# no more Big Al's Canada Online order ???



## tomaslue (Aug 4, 2010)

i tired to order from Big al's ( canada) http://www.bigalspets.ca/ * it does not work!!!!*
their site did not work! just wodering is it big Al's ( canada ) web now do not do any order service ?
i want order some fish food from them, my user name also can not sign in! any one know what happen to big Al's ? is they do not do any on line order from now ????
Big Al's Canada - The Pond and Aquarium Hobby Specialists


----------



## jobber (May 14, 2010)

They're probably working on their website right now. Maybe try visiting their site to make your online purchase tomorrow during business hours (ie. 9am - 5pm).

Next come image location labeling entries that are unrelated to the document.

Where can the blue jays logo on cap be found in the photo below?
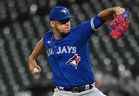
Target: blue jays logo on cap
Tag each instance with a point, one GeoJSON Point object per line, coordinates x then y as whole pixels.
{"type": "Point", "coordinates": [59, 13]}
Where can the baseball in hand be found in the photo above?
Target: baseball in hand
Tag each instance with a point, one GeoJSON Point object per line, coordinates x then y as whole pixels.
{"type": "Point", "coordinates": [36, 70]}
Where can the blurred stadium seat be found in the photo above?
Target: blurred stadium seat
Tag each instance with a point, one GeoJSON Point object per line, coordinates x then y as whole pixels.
{"type": "Point", "coordinates": [23, 23]}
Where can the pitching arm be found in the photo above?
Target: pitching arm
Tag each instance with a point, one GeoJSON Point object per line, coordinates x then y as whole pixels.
{"type": "Point", "coordinates": [32, 59]}
{"type": "Point", "coordinates": [105, 15]}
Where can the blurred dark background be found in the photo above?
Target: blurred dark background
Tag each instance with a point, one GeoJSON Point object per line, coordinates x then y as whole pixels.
{"type": "Point", "coordinates": [24, 22]}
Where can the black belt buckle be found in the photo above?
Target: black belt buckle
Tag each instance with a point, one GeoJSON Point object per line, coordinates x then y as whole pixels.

I noticed they're changing their web address from bigalsonline.ca to bigalspets.ca.


----------



## davefrombc (Apr 21, 2010)

Their bigalsonline.ca and bigalspets.ca both have a problem loading, so someone has either hacked and corrupted them or someone has messed up administering them . 
Bigalscanada.com works and they list an 888 toll free number you can call.


----------



## pisces (Apr 22, 2010)

i can open the web today!! but can not sign in ! 
can not find my user name !!!


----------



## Devonian (Feb 17, 2011)

*Here's the explanation*

This is posted on the Big Al's website:

Dear Valued Customers,
From our very first day in operation, we at Big Al's Online have strived for excellence in all areas of business, in an attempt to provide you with the best possible shopping experience. We recognize that this past year has been a rocky road for customers who have experienced a host of problems on our website, and we would like to sincerely apologize for any frustration or dissatisfaction you may have experienced during this time.
The purpose of this letter is to inform you that as of Tuesday August 2, 2011, the current Big Al's Online websites will be temporarily going offline. Notavor Systems Ltd, the E-Commerce provider we partnered with, has gone into receivership. Despite our initial high hopes for the partnership and the enormous efforts exerted by our internal teams, we were unable to escape the inherent failures and limitations of Novator's "Virtual Retailer" platform.
Fortunately, this ordeal has been a great learning experience for us, and with the experience we have gained we have initiated a new partnership with the leading E-commerce provider iCongo. They will be collaboratively responsible for designing, integrating, and implementing a brand new Big Al's site from scratch.
While we have already begun working with the iCongo team to "get the ball rolling", the creation of a professional-caliber, fully functional E-Commerce website is a complicated and lengthy project that typically takes many months to complete. With that being said, we have decided to put up a temporary site that will remain in operation until the permanent iCongo site is complete. The temporary site will be hosted by Amazon, and will be 100% secure so you can continue to shop with absolute confidence and privacy. Visitors to Big Al's Online and Big Al's Pets Canada will automatically be redirected to the Big Al's Amazon webstore (location at Big Al's Online ).
Regrettably, the temporary site will not be integrated with Big Al's VIP Membership accounts. We will however, be awarding TRIPLE POINTS - 24 hours a day, 7 days a week on any purchases made through our temporary Amazon webstore (effective August 2), until our permanent site is ready for launch. Customers must make purchases using the same e-mail address associated with their existing Big Al's VIP Membership account. Upon launch of our permanent site, we will migrate all existing VIP Membership accounts, and any VIP points accumulated through our temporary site will be made available for redemption. In addition to the 24/7 TRIPLE POINTS, we will also be offering customers an additional 10% OFF purchases made for any inconvenience this situation may have caused (enter Coupon Code : BACKUP10 ). Last but not least we will be having a MEGA SALE that will offer considerable discounts on products in all categories.
Once again, we sincerely apologize for any inconvenience this unfortunate series of events may have caused. We thank you in advance for your loyalty, patience, support, and understanding as we strive to push through this difficult time. We look forward with great anticipation to launching the NEW and IMPROVED Big Al's Online in the very near future.

- COMING SOON - We promise it will be worth the wait!
•	PayPal
•	Order History
•	Predictive Search
•	Address Verification
•	Much More!


----------